In the Questions and Answers (page 16) we find:
  • Question
    If the relevant BE studies conducted with the same formulation under the same study conditions result in different BE outcomes, what action should be taken?
  • Answer
    M13A recommends that all relevant BE studies conducted, regardless of the study outcome, should be provided. If, for a particular formulation at a particular strength, multiple pivotal studies result in inconsistent BE conclusions, the totality of the evidence should be considered. The applicant should discuss the results and justify the BE claim. When relevant, a combined analysis of all studies may be considered as a sensitivity analysis in addition to the individual study analyses. It is not acceptable, however, to pool studies which fail to demonstrate BE without a study that passes.
    If there are differences in the study conditions, e.g., sampling times, fasting or fed conditions, or method of administration, pooling is not justifiable. A different number of subjects is not considered a difference in study conditions.

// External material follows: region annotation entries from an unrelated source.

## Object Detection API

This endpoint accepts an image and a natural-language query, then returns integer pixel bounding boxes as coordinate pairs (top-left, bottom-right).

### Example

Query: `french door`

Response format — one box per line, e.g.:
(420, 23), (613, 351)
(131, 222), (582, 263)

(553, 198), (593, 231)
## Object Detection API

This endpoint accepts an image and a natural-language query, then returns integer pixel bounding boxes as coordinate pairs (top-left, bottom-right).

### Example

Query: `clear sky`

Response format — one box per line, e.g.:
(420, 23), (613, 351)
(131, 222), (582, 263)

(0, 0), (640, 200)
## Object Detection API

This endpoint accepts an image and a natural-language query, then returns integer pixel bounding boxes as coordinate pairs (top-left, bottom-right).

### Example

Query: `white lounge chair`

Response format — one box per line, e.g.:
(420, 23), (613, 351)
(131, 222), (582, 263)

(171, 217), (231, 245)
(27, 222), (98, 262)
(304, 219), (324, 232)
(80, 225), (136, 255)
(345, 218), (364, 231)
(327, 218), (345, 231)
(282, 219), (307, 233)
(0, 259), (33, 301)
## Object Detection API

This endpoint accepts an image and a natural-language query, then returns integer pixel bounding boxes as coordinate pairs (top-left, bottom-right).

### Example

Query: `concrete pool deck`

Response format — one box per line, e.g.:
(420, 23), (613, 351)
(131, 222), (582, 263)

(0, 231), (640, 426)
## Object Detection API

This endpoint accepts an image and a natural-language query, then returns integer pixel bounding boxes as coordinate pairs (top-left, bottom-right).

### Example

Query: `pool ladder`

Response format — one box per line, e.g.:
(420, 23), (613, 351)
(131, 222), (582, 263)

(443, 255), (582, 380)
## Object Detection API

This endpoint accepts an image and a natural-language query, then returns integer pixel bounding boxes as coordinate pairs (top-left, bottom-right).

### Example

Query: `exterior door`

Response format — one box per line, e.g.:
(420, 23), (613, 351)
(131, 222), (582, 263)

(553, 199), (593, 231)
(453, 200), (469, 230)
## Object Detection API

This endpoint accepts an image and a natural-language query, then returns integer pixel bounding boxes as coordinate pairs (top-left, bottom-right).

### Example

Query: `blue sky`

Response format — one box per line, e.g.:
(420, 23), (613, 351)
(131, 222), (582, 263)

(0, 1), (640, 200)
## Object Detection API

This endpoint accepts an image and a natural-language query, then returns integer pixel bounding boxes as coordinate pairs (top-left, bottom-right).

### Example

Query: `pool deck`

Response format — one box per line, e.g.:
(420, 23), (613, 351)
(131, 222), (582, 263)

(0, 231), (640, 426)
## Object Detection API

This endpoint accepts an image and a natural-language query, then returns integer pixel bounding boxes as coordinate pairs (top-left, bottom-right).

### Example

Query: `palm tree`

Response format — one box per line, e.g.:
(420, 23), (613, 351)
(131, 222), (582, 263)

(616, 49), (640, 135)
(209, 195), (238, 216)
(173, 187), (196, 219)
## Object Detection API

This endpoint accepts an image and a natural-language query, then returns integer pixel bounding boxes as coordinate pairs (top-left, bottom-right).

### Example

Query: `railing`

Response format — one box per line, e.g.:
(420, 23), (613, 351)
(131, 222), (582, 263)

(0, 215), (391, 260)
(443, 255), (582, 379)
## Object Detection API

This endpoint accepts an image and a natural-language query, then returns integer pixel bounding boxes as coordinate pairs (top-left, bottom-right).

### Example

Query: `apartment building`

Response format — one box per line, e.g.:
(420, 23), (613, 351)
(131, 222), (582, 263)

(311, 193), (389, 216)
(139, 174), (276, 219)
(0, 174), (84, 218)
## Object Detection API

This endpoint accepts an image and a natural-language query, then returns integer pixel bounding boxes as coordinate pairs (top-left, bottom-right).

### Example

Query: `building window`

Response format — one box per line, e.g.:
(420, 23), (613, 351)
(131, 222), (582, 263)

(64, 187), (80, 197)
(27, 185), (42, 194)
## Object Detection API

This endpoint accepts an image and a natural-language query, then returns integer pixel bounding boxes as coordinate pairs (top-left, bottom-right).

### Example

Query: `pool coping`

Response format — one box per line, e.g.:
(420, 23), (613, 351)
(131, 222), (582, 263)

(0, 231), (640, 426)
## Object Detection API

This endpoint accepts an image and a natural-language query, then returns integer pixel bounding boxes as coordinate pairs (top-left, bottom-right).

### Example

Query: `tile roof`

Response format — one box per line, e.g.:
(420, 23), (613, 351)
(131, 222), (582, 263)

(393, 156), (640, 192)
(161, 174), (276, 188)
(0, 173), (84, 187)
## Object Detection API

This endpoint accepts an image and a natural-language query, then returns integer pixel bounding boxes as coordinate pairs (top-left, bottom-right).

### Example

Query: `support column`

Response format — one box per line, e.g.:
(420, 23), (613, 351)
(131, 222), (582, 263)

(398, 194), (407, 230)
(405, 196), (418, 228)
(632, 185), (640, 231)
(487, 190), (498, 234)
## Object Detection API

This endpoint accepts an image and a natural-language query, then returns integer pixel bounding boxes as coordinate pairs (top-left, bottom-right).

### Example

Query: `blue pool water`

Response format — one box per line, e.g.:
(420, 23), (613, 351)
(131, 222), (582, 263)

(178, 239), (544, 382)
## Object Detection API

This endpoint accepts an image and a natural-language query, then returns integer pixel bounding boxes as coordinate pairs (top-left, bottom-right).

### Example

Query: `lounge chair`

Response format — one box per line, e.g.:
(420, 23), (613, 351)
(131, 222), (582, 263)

The first paragraph is essentially similar (pun!) to the EMA’s guideline (4.1.8 Evaluation – Presentation of data, page 16):
    If for a particular formulation at a particular strength multiple studies have been performed some of which demonstrate bioequivalence and some of which do not, the body of evidence must be considered as a whole. Only relevant studies […] need be considered. The existence of a study which demonstrates bioequivalence does not mean that those which do not can be ignored. The applicant should thoroughly discuss the results and justify the claim that bioequivalence has been demonstrated. Alternatively, when relevant, a combined analysis of all studies can be provided in addition to the individual study analyses. It is not acceptable to pool together studies which fail to demonstrate bioequivalence in the absence of a study that does.